Add to all these things my van and my new tent and it really is a case of too many new toys. I don't know what to play with first and can't find the time to learn how to use any of them well!

Monday, 2 July 2012


I didn't know much about Conwy. Make that, I didn't know anything about Conwy, but I wanted to stop off somewhere on my way home from Snowdonia and so was on the lookout for somewhere interesting where I could spend a few hours. As I drove past Conwy it winked enticingly at me from down below the road. I turned off and followed signs for the harbour. This, I realised once there, was completely separate from the main town. I parked up (free) and went for a wander. It was quite pleasant with lots of yachts gently bobbing and a restaurant, but not a lot else. 

After a quick wander round the harbour I got back in my van and found the old town fairly easily. I parked in a pay and display car park at the base of the old walls and went for a walk along the top of the walls and a look round the old castle. 

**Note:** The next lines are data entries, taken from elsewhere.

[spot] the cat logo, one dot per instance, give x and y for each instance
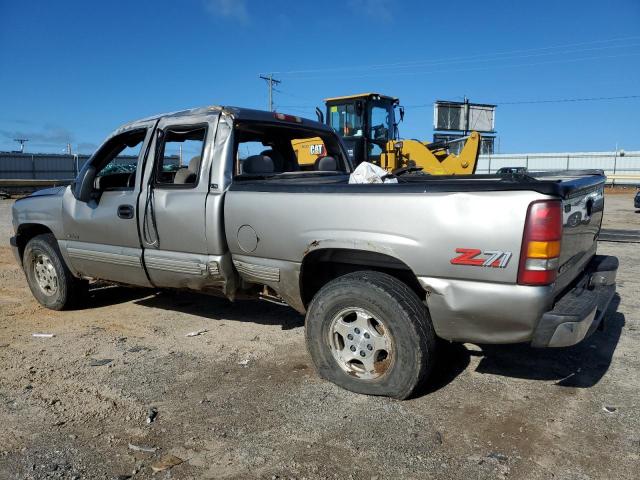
(316, 149)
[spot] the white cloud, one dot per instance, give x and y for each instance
(231, 9)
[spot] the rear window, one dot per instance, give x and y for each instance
(266, 150)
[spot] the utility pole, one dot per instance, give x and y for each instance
(21, 141)
(270, 82)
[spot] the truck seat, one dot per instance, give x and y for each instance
(258, 164)
(188, 174)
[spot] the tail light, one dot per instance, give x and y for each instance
(540, 254)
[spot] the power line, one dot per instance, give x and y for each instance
(270, 82)
(566, 100)
(486, 67)
(485, 56)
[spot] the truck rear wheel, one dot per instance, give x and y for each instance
(370, 333)
(49, 278)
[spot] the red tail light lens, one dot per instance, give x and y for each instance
(539, 257)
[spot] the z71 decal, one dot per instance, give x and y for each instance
(477, 258)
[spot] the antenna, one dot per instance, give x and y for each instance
(21, 141)
(270, 82)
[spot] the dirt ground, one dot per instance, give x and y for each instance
(243, 401)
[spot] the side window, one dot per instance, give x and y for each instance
(180, 156)
(380, 124)
(119, 161)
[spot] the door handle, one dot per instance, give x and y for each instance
(125, 211)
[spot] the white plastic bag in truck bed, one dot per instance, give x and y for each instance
(369, 173)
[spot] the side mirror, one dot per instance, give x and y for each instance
(83, 186)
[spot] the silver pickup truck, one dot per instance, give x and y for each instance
(215, 200)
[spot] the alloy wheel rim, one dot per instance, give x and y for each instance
(45, 274)
(360, 343)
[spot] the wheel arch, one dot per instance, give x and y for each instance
(320, 266)
(26, 232)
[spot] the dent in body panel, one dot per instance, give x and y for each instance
(485, 312)
(186, 270)
(263, 271)
(421, 230)
(40, 209)
(106, 262)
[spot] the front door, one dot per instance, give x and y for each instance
(173, 204)
(101, 235)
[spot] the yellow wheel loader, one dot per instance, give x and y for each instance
(367, 124)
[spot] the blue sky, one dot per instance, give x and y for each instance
(72, 71)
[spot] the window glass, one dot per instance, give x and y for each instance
(180, 157)
(380, 125)
(345, 120)
(271, 150)
(308, 150)
(119, 157)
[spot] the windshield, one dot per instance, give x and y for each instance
(345, 120)
(269, 149)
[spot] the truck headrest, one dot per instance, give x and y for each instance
(257, 164)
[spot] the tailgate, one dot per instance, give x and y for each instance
(582, 210)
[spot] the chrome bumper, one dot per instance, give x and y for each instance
(578, 313)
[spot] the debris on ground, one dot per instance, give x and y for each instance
(100, 362)
(197, 333)
(142, 448)
(498, 456)
(166, 462)
(152, 413)
(138, 348)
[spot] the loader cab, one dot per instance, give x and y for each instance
(366, 123)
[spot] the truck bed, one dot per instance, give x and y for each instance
(561, 184)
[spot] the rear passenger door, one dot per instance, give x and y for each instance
(172, 222)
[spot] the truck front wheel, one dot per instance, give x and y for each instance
(370, 333)
(49, 278)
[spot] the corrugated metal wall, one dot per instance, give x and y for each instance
(613, 163)
(42, 166)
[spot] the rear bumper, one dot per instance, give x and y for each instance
(578, 313)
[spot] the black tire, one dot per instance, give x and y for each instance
(405, 318)
(69, 290)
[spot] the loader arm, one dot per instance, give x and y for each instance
(437, 161)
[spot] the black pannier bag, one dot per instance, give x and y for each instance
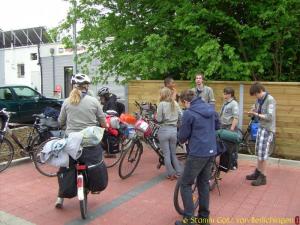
(97, 177)
(67, 182)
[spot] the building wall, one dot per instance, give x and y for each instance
(2, 70)
(22, 55)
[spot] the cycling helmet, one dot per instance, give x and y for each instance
(102, 91)
(80, 78)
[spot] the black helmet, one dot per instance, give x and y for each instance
(80, 78)
(103, 91)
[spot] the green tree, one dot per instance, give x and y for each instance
(225, 39)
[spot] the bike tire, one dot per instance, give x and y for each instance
(177, 201)
(6, 153)
(44, 168)
(131, 157)
(83, 205)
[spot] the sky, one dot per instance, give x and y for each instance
(21, 14)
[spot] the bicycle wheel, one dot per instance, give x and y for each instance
(130, 159)
(6, 153)
(44, 168)
(177, 200)
(215, 173)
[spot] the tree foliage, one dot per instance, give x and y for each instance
(225, 39)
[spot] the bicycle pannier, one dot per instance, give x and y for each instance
(97, 177)
(228, 135)
(67, 182)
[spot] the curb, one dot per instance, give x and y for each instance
(20, 161)
(274, 161)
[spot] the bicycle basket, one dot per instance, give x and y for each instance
(228, 135)
(143, 127)
(49, 122)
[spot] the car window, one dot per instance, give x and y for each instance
(5, 94)
(25, 93)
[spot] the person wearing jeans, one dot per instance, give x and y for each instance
(198, 126)
(168, 115)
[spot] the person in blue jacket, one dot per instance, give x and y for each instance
(198, 127)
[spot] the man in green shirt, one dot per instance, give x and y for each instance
(203, 91)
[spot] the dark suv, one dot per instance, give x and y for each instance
(25, 101)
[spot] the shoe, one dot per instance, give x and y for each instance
(59, 203)
(110, 155)
(186, 221)
(254, 175)
(261, 180)
(202, 220)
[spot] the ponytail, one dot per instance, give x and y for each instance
(75, 96)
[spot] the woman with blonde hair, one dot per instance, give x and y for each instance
(78, 112)
(168, 115)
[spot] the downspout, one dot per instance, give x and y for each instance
(53, 69)
(41, 68)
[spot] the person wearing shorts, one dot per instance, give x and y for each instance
(265, 111)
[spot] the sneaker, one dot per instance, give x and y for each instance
(261, 180)
(59, 203)
(254, 175)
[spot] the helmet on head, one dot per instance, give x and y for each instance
(102, 91)
(80, 78)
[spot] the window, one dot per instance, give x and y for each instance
(5, 94)
(26, 93)
(33, 56)
(21, 70)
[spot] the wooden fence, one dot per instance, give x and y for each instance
(287, 96)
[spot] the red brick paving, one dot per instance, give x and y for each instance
(26, 194)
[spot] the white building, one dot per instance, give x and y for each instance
(29, 57)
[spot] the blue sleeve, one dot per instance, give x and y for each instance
(185, 128)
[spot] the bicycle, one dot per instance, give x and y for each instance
(248, 140)
(213, 182)
(145, 131)
(37, 134)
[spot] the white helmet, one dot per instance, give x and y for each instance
(80, 78)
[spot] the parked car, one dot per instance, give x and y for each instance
(25, 101)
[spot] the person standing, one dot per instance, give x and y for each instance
(229, 118)
(203, 91)
(168, 115)
(78, 112)
(265, 111)
(198, 126)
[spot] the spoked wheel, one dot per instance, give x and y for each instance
(6, 154)
(215, 173)
(177, 200)
(43, 168)
(130, 159)
(83, 205)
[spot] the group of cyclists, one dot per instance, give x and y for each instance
(194, 127)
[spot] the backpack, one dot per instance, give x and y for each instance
(120, 107)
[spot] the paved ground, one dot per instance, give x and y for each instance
(146, 198)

The castle, a World Heritage site, dates from 1283 and was commissioned by Edward I. It's built on a rock and has eight huge round towers protruding from it's curtain walls. It gained its strength from its position atop the rock and so lacks concentric walls (an inner layer of walls) as they were not considered necessary.  

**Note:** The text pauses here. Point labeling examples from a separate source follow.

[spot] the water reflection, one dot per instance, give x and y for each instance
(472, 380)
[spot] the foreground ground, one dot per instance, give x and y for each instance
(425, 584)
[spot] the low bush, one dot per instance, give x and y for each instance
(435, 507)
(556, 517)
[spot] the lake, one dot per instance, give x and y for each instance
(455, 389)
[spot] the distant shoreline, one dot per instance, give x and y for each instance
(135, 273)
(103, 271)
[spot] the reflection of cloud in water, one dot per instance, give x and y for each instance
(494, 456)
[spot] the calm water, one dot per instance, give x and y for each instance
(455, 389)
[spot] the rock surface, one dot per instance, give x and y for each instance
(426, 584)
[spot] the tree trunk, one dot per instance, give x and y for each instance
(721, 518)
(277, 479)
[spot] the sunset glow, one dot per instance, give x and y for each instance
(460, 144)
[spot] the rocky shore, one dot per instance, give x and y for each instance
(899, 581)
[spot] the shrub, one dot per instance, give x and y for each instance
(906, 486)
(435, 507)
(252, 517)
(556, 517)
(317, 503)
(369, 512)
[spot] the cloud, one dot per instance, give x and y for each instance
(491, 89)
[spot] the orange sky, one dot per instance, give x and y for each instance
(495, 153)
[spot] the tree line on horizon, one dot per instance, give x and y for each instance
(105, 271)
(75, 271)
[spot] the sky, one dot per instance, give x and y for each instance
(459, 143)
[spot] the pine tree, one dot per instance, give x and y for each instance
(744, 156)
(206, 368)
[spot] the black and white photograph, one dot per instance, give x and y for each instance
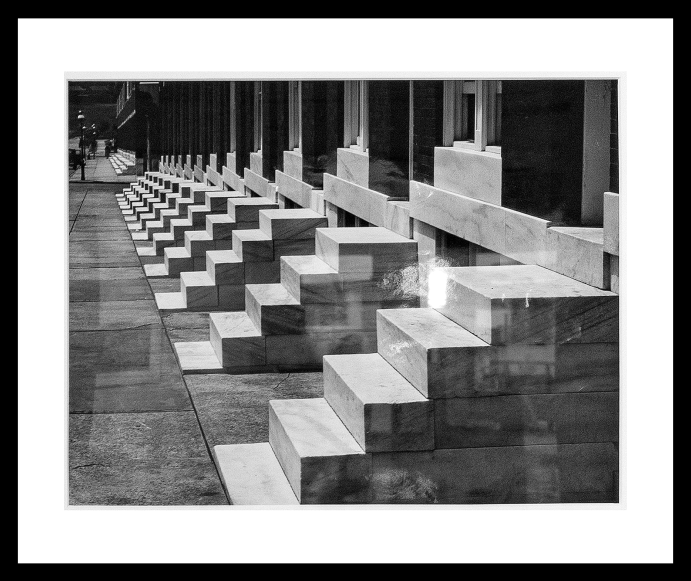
(376, 294)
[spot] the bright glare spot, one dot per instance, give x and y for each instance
(437, 288)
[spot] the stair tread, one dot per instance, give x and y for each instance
(308, 264)
(222, 256)
(176, 252)
(372, 379)
(251, 235)
(313, 428)
(363, 235)
(200, 235)
(196, 278)
(271, 294)
(197, 356)
(146, 251)
(520, 282)
(170, 301)
(431, 329)
(252, 475)
(235, 324)
(153, 270)
(594, 235)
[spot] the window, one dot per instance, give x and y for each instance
(257, 116)
(294, 115)
(472, 115)
(356, 115)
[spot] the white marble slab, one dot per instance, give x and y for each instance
(353, 166)
(611, 223)
(379, 407)
(252, 475)
(294, 189)
(361, 202)
(475, 174)
(292, 164)
(320, 458)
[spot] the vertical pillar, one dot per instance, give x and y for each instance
(596, 150)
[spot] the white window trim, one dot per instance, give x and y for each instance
(455, 120)
(233, 141)
(258, 116)
(295, 116)
(356, 115)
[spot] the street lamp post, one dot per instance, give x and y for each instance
(80, 118)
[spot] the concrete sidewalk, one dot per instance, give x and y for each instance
(99, 170)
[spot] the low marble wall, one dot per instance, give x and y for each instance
(292, 165)
(294, 189)
(475, 174)
(368, 205)
(256, 162)
(233, 180)
(611, 223)
(260, 185)
(213, 177)
(353, 166)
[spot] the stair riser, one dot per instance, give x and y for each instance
(514, 475)
(321, 480)
(496, 370)
(380, 427)
(518, 420)
(533, 320)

The inner parts of the castle lie in ruins, but enough can be seen to imagine how it would have looked in days gone by. From the battlements I got good views over the town of Conwy lying inside the old town walls, the suspension bridge designed by Thomas Telford and opened in 1826, and of the course the inside of the castle. The Great Hall is 125ft long and fills the main space inside the castle. Apart from this there is a chapel, cellars, dungeons, kitchens and so on. 

Leaving the castle, I walked a bit further along the walls before dropping into the town. The town walls are over 3\4 mile long and have 22 towers scattered along their length. It's possible to walk the full way along the walls but I cut it short as I wanted to have time to look at the town as well.  

I had a quick look at the smallest house in Britain which is on the shore front. It measures 1.8m wide and stands 3.05m high. I didn't go in as there were already a few people inside and so I would have had to wait - its size obviously limits the amount of people who can go in at any one time. I could see pretty much everything there was to see from the doorway anyway.


I popped into Plas Mawr which is an Elizabethan town house known for its fine decorative plasterwork and also visited Aberconwy House which is a 14th century merchant's house. The houses are in the care of Cadw and the National Trust respectively and so I didn't need to pay to get in. I would have liked to have spent longer in both places but was aware of the time ticking away on my parking ticket; indeed when I mentioned to the lady behind the desk in Aberconwy House that I would have liked to have spent longer there but couldn't because my parking ticket was running out, she advised me to hurry as the parking attendants can be very keen. 


At least I got to see what Conwy has to offer; enough to know I'd like to go back and spend a bit more time there, and I had a very pleasant afternoon exploring a new place and breaking my journey home.